Agencies will have to start breaking some IT eggs to build a better IT omelet.

The move to agile system development is forcing agencies to get away from the decades-old concept of trying to build an entire system over three-to-five years and toward iterative segments.

“You ensure that as you go through that environment you put each of those chunks in front of the customer and so they know that what you are developing is what they are looking for. They can redirect what you are doing as the project goes along,” said Tyler Bond, a senior IT specialist and project manager in the Agriculture Department’s application service office. “It’s a way of incorporating project management that is not afraid of change but really embraces change and allows you to incorporate change into your process.”

The Office of Management and Budget has been pushing for the use of agile development over the last two years. Former federal chief information officer Vivek Kundra made agile development a central piece of the administration’s 25-point IT reform plan released last December.

OMB also has strongly encouraged the use of agile development through its TechStat sessions to help fix troubled projects.

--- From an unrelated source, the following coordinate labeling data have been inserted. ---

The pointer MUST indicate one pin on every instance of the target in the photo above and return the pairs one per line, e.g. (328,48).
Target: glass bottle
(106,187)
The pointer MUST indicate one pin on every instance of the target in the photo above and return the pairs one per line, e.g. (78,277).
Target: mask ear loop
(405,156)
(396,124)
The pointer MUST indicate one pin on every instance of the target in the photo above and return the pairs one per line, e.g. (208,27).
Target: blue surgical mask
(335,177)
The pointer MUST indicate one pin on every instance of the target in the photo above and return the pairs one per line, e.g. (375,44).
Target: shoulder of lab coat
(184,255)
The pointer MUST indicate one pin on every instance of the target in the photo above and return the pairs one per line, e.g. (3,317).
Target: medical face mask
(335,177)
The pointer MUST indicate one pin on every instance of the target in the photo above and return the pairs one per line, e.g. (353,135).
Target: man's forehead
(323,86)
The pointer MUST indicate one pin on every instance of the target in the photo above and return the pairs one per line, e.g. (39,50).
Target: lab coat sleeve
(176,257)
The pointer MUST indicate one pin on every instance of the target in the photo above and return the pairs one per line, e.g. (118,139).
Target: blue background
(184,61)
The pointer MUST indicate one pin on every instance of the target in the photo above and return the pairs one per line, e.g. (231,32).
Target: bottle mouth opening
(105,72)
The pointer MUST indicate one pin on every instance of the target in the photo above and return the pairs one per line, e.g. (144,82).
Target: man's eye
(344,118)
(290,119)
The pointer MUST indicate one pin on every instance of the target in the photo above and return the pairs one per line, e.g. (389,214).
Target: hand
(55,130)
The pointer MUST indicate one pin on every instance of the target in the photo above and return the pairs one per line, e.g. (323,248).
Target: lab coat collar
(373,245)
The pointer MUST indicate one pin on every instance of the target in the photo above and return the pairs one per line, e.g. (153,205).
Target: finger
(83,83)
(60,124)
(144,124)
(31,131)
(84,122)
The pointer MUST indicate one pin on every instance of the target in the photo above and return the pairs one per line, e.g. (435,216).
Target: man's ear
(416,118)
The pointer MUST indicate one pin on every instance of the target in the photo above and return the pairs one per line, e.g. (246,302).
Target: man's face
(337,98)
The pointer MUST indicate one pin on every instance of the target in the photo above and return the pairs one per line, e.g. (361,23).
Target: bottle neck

But only in the past year have agencies begun understanding how this new approach works. And now as many are starting to put agile in place, they are realizing it changes nearly every construct they have followed over the past two decades when buying and developing technology systems.

“There are significant differences in how we traditionally do the waterfall approach,” said Robert White, a supervisor engineer in the FBI’s chief information officer’s office. “Usually, it is a linear approach where you go through design, test and other parts separately. You have to throw that all out the window. There are multiple-design, multiple-test and multiple-review phases as you put each phase into production. It’s a more trigger-based approach.”

Bond, White and others discussed how their agency is using agile development during a panel discussion sponsored by AFFIRM in Washington Friday.

The use of agile development changes the role of program managers, contracting officers and the business-line owners because traditional project management approaches are used much differently.

“We take our concepts of production and engineering from the 1970s and speculate on what value we want to have at this point of time and measure our progress against what we guessed. It just doesn’t work. Earned Value Management has got to be thrown out,” said Rob Vietmeyer, cloud computing portfolio manager for the Defense Department. “It changes. If you are fielding to production every two weeks, literally going through every step necessary to field a new system to production, system upgrades and enhancements every two weeks, the level of documentation, the level of conversation you are having is completely different than if you are planning for release every six months, 12 months and 18 months. To do this you really have to automate.”

The automated reports help show the progress of the system and cuts down the time it takes to do the necessary steps to field the new functionality, he added.

The widely-used waterfall approach is problematic because agencies end up guessing what their long-term needs are or will be and buying systems based on those ideas, Vietmeyer said.

He said this is why so many large programs from the Homeland Security Department’s Secure Border Initiative-Net to DoD’s implemented agile for Sentinel after struggling to get useful functionality.

White said beyond Sentinel the agile approach is catching on across the bureau.

“We were actually putting out a campaign of training,” he said. “We were going before different groups and helping them understand what agile will buy for them, how it will save them those precious dollar resources as they try and move forward with any new initiative they have.”

White said the reaction has been positive, and many offices have asked for more training.

“I’ve even gone to other DoJ components and provided some of the training,” he said.

Vietmeyer said DoD agencies also are adjusting to this new approach for IT projects. He said much of the change is happening because people realize its value.

He said this attempt to change how the government buys and develops projects will be different than other attempts because of budget concerns, a better understanding of what needs to be done and, of course, a change in culture.

For example, Amazon uses a “two-pizzas” approach to developing software, and Vietmeyer said it also makes sense for the government.

“None of their development teams can be larger than what you can feed comfortably with two pizzas,” he said. “You get to these smaller teams and you can get to a point where the requirements, the capabilities are something you can deal with rather than trying to fully comprehend what some large massive system is going to be. The whole goal of getting it out there and get it in the hands of users and continue to evolve this capability quickly.”